The run was liberating. He ran out the worry; he ran out the sick slump of his stomach when you woke up crying in the night; when you refused to eat. He ran out the days of sleeping; the dead eyes in the corridors of Mt. Sinai, the way your red hair lost its luster and your face puffed up from the medication, but that he knew inside he loved you anyway because you were still Addison and you were beautiful under all your pain.

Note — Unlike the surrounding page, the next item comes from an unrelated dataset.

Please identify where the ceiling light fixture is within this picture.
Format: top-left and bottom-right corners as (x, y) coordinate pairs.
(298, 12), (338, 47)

He ran it out and he ran it hard and ended up coughing gobs of metallic phlegm into the wet grass outside of the park, but when he came back, the mist in a fine shower on his face and in his hair, he felt better. Calmer. Ready to help you. Ready to recharge and to be who you needed. Ready to hear your whispers in place of the old fiery screams.

I'm down to a whisper
In a daydream on a hill
Shut down to a whisper

He'd pushed open the door; he'd climbed the stairs again. On his eyes was the picture of you crumpled in bed and he could feel your heat in his arms again; he could feel you taking his comfort to yourself and healing. He knew that he could start the healing again.

What he didn't know is that you had deemed it too late for that. What he found was the note hastily scribbled on the pillow that still held the indent of your head.

And what he did, instead of holding you; instead of making you a meal, of being the husband you wanted – what he did instead was bow his head so low that his neck cracked and close his eyes in defeat.

And two tears dropped into your footprint on the rug; it was forgotten, now. All that was left was the barest hint of your presence in the room.